Genome-wide generation and genotyping of informative SNPs to scan molecular signatures for seed yield in chickpea

Abstract

We discovered 2150 desi and 2199 kabuli accessions-derived SNPs by cultivar-wise individual assembling of sequence-reads generated through genotyping-by-sequencing of 92 chickpea accessions. Subsequent large-scale validation and genotyping of these SNPs discovered 619 desi accessions-derived (DAD) SNPs, 531 kabuli accessions-derived (KAD) SNPs, 884 multiple accessions-derived (MAD) SNPs and 1083 two accessions (desi ICC 4958 and kabuli CDC Frontier)-derived (TAD) SNPs that were mapped on eight chromosomes. These informative SNPs were annotated in coding/non-coding regulatory sequence components of genes. The MAD-SNPs were efficient to detect high intra-specific polymorphic potential and wide natural allelic diversity level including high-resolution admixed-population genetic structure and precise phylogenetic relationship among 291 desi and kabuli accessions. This signifies their effectiveness in introgression breeding and varietal improvement studies targeting useful agronomic traits of chickpea. Six trait-associated genes with SNPs including quantitative trait nucleotides (QTNs) in combination explained 27.5% phenotypic variation for seed yield per plant (SYP).
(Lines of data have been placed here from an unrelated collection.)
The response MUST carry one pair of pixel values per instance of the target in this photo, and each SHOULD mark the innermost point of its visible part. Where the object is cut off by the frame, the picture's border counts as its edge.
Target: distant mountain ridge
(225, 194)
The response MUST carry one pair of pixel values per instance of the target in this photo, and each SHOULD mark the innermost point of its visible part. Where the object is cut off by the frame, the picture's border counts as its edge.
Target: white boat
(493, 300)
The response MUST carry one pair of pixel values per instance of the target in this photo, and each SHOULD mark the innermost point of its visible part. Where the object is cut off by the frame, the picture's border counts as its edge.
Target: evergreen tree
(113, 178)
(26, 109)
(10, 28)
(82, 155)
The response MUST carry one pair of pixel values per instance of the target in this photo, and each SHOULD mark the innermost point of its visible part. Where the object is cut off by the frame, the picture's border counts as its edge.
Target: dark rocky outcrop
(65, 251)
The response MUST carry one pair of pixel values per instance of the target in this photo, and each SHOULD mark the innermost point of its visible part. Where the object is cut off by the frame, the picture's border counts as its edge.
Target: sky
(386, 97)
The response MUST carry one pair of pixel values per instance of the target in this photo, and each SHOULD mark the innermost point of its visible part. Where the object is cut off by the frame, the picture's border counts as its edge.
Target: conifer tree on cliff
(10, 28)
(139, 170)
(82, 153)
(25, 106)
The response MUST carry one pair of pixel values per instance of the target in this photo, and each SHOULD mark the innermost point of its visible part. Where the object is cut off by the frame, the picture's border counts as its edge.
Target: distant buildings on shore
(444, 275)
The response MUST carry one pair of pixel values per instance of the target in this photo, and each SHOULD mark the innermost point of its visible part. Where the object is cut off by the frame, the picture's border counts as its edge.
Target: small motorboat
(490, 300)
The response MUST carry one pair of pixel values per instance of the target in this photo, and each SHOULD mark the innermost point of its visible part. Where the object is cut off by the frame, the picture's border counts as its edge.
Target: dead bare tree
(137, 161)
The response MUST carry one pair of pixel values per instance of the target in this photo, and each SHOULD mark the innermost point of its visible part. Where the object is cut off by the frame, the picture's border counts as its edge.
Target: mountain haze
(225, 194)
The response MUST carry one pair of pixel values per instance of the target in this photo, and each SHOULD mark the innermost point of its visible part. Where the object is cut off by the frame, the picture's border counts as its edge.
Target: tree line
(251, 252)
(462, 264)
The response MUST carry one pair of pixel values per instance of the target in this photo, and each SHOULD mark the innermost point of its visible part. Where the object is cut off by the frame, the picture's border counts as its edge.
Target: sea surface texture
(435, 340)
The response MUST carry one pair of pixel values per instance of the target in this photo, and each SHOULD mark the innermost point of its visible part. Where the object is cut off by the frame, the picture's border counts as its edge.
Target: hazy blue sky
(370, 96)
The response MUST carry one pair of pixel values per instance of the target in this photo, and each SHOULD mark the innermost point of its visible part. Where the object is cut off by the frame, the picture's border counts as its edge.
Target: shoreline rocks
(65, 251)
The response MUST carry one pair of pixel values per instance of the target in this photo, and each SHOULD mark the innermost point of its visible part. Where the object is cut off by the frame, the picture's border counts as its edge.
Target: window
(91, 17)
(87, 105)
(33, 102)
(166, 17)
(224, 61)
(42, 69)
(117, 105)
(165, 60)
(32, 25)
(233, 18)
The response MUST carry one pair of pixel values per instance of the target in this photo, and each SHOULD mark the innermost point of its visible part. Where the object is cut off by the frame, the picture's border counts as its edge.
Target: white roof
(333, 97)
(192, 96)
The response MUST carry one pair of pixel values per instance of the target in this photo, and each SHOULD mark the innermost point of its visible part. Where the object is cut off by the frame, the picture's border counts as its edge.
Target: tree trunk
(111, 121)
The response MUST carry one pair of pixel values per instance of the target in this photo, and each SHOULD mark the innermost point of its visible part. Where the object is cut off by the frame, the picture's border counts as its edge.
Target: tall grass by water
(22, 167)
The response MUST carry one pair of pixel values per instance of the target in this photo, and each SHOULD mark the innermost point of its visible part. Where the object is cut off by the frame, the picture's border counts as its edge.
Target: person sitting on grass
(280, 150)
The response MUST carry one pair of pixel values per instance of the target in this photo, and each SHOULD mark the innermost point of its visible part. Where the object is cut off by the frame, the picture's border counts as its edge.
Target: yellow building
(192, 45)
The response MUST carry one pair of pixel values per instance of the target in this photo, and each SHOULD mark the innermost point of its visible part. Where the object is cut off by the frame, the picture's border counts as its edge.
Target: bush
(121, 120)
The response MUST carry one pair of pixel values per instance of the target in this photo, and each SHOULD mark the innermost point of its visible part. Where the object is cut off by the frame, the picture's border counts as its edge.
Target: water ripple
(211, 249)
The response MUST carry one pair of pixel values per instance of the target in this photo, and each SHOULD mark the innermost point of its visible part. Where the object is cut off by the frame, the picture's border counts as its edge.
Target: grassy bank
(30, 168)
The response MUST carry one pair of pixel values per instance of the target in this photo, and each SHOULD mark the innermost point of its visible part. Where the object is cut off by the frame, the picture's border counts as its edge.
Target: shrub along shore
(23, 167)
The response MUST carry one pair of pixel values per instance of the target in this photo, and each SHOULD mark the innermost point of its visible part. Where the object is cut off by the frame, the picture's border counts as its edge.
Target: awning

A pentatricopeptide repeat (PPR) gene with a synonymous-coding SNP/QTN significantly associated with SYP trait was found most-promising in chickpea. The essential information delineated can be of immense utility in genomics-assisted breeding applications to develop high-yielding chickpea cultivars.

Figure 1

Strategy adopted in the present study to generate high-quality genotyping data of diverse kinds of informative SNPs (DAD-, KAD-, MAD- and TAD-SNPs) from 291 desi and kabuli accessions at a genome-wide scale to be deployed for multiple genomics-assisted breeding applications in chickpea.

Figure 2

Proportionate distribution of MAD- and TAD-SNPs in different coding (synonymous and non-synonymous) and non-coding (intron, URR and DRR) sequence components of genes and intergenic regions annotated from desi chickpea genome. The gene annotation of desi genome was considered as reference to infer the coding DNA sequence (CDS)/exons, introns, up/downstream regulatory region (URR/DRR) sequence components of genes. Digits within the round and square Parentheses indicate the (number of gene-derived SNPs) and [number of genes with SNPs], respectively, representing each class of coding and non-coding regions of chickpea genes.

Figure 3

Unrooted phylogenetic tree and population structure (with population number K = 2) illustrating the evolutionary relationships and best possible population genetic structure, respectively, among 291 desi and kabuli chickpea accessions using 619 DAD (A) 531 KAD (B) 884 MAD (C) and 1083 TAD (D) SNPs. The mapped markers assigned accessions into two populations (POP I and POP II) which essentially corresponded to their geographical as well as cultivar-specific origination. Red and green colours correspond to POP I and POP II, respectively, as defined by both phylogenetic tree and population genetic structure. The accessions represented by vertical bars along the horizontal axis were classified into K colour segments as per their estimated membership fraction in each K cluster.

Figure 4

Frequency distribution of seed yield per plant (SYP) trait variation estimated among 291 desi and kabuli chickpea germplasm accessions (association panel) field phenotyped at multiple geographical locations/years.

Figure 5

GWAS-derived Manhattan plot depicting significant P-values associated with seed yield per plant (SYP) using 619 DAD-, 531 KAD-, 884 MAD- and 1083 TAD-SNPs in chickpea. The genomic distribution of SNPs physically mapped on eight chromosomes of chickpea genome are designated by the x-axis. The y-axis specifies the −log₁₀ (P)-value for significant association of SNP loci with SYP trait. The SNPs significantly associated with SYP trait at a cut-off P value ≤ 10⁻⁶ are highlighted with dotted lines.